Bruce also alluded to Rom. 14 which concludes that everything that does not come from faith is sin. So, if you still have doubts, perhaps you should just turn to the comics or sports page. An alternative might also be a solid daily devotional - there are many that can be read in an appropriate amount of time.


----------



## Skyler (Apr 24, 2013)

Paul1976 said:


> So, if you still have doubts, perhaps you should just turn to the comics or sports page.

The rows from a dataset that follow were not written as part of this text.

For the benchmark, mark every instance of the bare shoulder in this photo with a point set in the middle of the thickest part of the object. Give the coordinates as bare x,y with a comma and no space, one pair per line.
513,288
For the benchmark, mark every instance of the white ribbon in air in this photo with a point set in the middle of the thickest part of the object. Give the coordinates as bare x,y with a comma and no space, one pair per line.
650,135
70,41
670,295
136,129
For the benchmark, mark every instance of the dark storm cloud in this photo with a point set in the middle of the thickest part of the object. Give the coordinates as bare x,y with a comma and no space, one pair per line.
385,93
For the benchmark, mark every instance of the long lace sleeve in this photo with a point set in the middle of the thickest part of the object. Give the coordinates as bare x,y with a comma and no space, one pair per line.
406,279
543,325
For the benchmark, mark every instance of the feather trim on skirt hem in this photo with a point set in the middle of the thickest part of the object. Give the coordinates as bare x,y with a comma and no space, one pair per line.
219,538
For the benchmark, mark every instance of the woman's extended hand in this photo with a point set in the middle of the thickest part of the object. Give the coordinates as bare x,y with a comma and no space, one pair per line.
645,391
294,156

An alternative might also be a solid daily devotional - there are many that can be read in an appropriate amount of time.



I often use the time to catch up on my blog reading.


----------



## MarieP (Apr 24, 2013)

At least you didn't ask about this in The Coffee Shop forum- now THAT would be impolite!

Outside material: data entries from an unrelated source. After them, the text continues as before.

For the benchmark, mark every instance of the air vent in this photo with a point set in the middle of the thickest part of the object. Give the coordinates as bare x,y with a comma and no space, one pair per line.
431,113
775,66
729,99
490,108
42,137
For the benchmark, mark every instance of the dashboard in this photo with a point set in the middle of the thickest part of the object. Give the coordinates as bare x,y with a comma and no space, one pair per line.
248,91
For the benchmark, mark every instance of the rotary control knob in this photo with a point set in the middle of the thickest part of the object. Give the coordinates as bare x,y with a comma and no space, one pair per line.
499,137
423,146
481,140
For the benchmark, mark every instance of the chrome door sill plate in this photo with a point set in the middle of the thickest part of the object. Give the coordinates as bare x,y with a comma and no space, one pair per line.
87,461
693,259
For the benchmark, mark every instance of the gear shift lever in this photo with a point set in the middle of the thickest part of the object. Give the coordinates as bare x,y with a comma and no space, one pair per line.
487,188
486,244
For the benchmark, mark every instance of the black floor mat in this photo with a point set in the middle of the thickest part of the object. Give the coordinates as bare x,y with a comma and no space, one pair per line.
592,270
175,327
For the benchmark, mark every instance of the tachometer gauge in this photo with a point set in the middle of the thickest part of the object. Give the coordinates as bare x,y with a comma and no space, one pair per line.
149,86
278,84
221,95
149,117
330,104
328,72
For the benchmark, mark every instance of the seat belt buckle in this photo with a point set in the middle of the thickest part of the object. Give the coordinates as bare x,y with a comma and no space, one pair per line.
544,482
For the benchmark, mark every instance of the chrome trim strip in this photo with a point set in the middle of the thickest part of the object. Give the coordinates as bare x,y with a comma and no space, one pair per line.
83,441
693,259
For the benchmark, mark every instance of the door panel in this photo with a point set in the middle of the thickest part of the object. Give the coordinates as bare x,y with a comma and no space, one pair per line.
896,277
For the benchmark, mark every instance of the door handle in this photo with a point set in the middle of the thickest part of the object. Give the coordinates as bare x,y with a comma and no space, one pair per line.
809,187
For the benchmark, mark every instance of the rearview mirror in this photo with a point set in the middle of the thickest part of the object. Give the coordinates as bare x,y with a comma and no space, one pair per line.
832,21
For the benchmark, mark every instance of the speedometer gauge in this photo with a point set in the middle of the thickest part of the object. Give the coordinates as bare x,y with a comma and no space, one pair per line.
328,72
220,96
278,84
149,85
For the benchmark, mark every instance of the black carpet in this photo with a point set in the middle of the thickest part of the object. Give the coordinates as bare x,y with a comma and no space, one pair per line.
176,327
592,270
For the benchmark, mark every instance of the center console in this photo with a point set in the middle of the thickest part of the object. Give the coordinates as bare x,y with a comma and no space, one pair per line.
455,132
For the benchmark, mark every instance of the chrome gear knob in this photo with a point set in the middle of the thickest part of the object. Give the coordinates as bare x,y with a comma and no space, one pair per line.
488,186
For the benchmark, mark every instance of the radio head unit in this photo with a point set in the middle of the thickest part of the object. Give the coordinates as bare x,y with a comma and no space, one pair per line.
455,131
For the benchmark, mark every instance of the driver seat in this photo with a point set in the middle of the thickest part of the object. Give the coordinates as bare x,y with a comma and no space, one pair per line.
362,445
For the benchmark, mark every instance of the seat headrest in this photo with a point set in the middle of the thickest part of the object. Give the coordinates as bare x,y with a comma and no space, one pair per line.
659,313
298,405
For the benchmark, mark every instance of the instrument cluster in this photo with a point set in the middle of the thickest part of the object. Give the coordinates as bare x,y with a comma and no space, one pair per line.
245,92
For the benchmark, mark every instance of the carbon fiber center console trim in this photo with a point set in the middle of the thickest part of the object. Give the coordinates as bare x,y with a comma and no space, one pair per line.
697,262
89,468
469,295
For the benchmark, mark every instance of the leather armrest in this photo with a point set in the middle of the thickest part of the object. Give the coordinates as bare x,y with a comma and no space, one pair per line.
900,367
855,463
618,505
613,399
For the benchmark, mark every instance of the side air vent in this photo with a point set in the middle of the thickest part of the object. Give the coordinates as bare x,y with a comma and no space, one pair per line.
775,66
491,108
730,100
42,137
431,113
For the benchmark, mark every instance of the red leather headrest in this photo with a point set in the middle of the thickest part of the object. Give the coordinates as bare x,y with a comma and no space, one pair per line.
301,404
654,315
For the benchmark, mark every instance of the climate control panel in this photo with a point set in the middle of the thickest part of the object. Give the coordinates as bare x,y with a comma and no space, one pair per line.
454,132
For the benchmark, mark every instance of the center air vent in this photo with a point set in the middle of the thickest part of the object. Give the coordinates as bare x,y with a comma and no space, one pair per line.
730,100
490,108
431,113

For a portion of time growing up, I had to use that room for my daily devotionals because it was the only room of the house where I wouldn't be interrupted. (I had my own, so no one got impatient.)


----------



## nick (Apr 24, 2013)

What if you are reading a book that has scripture quotations? You wouldn't have an issue with that, so I don't think the other is an issue either.

I have a Bible in the bathroom to read to my kiddos while they are in the tub. People probably think it is there for the other reason. Never thought about that...


----------



## MarieP (Apr 24, 2013)

Bible quotes on Finnish toilet paper draw church protests | Reuters



> Metsa Tissue was trying to convey messages about love but accidentally included lines from the Gospel of Matthew and First Corinthians on toilet paper sold in Norway, Denmark and Sweden.


----------



## JoannaV (Apr 25, 2013)

MarieP said:


> Bible quotes on Finnish toilet paper draw church protests | Reuters
> 
> 
> 
> > Metsa Tissue was trying to convey messages about love but accidentally included lines from the Gospel of Matthew and First Corinthians on toilet paper sold in Norway, Denmark and Sweden.



Ah that's sad. It's a good idea!


----------



## jambo (Apr 25, 2013)

I recall a girl in the church I was brought up in getting converted by reading the bible in the toilet. She was from a RC family who forbade her to read the bible herself and the toilet was the only place in the house she was able to read it.


----------



## AThornquist (Apr 25, 2013)

Your sin stinks worse than anything you could muster and God still wants your fellowship. There's no reason to "dethrone" this important mean of grace.


----------



## Rich Koster (Apr 25, 2013)

AThornquist said:


> Your sin stinks worse than anything you could muster and God still wants your fellowship. There's no reason to "dethrone" this important mean of grace.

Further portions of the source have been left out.